Enhancing Git Documentation: A Data Model and Reader-Driven Improvements
Introduction: A Fresh Approach to Git Documentation
This past fall, I decided to invest time in improving Git's documentation. While I've often written blog posts or zines to clarify confusing aspects of open-source projects, I wondered if I could directly contribute to the official docs. With help from Marie, we made several enhancements. This article outlines our efforts, focusing on a new data model document and evidence-based updates to key manual pages.

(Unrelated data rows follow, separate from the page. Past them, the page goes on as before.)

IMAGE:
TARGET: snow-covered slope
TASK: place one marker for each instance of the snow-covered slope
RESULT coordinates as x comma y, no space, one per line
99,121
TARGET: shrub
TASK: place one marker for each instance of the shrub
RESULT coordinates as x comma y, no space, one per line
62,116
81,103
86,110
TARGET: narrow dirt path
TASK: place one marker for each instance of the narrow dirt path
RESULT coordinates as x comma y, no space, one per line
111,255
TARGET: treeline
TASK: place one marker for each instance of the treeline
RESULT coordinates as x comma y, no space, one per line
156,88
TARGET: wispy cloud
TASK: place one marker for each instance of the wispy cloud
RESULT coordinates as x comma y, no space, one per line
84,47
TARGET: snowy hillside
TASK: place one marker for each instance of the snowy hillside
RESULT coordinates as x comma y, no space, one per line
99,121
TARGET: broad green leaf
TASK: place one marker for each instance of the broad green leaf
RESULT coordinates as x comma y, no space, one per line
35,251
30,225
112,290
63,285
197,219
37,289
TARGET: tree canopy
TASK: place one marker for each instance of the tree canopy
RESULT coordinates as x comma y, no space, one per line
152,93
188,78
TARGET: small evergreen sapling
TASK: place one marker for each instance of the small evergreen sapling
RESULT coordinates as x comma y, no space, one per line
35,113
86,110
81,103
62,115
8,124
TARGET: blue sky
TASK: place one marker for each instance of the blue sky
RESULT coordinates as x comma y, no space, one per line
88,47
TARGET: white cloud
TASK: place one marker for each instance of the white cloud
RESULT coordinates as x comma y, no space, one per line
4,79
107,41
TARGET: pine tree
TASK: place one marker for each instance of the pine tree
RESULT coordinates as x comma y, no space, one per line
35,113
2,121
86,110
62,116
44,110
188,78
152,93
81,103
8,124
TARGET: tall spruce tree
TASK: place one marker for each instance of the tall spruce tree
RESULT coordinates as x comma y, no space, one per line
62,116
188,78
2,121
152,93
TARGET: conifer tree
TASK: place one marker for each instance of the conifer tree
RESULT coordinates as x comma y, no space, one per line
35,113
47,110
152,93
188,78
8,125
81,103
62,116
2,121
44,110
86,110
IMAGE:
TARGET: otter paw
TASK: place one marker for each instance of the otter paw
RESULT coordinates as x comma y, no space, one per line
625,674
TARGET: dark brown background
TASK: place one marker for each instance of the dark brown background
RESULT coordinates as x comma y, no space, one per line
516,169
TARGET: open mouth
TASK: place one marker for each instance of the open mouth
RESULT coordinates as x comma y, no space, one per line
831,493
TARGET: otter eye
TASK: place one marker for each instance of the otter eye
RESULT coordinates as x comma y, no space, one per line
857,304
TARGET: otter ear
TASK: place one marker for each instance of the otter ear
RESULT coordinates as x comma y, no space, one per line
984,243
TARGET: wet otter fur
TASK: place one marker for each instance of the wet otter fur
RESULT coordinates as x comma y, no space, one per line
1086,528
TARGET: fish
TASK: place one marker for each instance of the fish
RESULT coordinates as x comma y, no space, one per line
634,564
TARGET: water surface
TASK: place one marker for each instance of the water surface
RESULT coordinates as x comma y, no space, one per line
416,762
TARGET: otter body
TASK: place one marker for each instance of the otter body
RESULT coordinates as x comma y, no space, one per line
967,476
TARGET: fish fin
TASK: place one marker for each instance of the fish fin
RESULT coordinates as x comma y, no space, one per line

A Comprehensive Data Model for Git
During our documentation work, we noticed that Git frequently uses the terms “object,” “reference,” and “index,” but lacks a clear explanation of how these relate to core concepts like “commit” and “branch.” To address this, we wrote a new “data model” document. It's currently available for preview, and after the next release it will likely appear on the official Git website.
Why This Matters
Understanding Git's data organization—how commits and branches are stored—has always helped me reason about Git's behavior. The new document provides a concise (1,600 words!) yet accurate overview. Achieving accuracy was challenging: I knew the basics, but during the review process I learned new details, such as how merge conflicts are stored in the staging area. The final version reflects those insights.
Updates to git push, git pull, and More
In addition to the data model, I worked on improving the introductions to several core manual pages. Early on, I realized that simply rewriting them based on my own judgment wouldn't convince maintainers that the changes were superior. A common problem in open-source documentation discussions is that two experts argue about clarity, but experts are notoriously poor judges of what non-experts find confusing. I needed an evidence-based approach.
Gathering Feedback from Test Readers
I turned to Mastodon and asked volunteers to read the current documentation and note confusing parts or questions they had. About 80 test readers responded, providing invaluable feedback. They highlighted:
- Unclear terminology – e.g., “What is a pathspec? What does 'reference' mean? Does 'upstream' have a specific meaning in Git?”
- Confusing sentences – specific phrasings that led to misinterpretation.
- Suggestions for additions – “I use feature X all the time; it should be explained here.”
This reader-driven approach allowed me to identify real pain points rather than relying on assumptions. The feedback was incorporated into revisions of the man pages for git push, git pull, and other commands.
Conclusion: Open Source Documentation That Works
Our project demonstrates that combining a clear conceptual model (the data model) with evidence-based revisions (via test readers) can significantly improve official documentation. I hope this encourages others to contribute to Git's docs—or any open-source project—by focusing on what users actually find confusing. The data model and test reader experiments are templates for future efforts.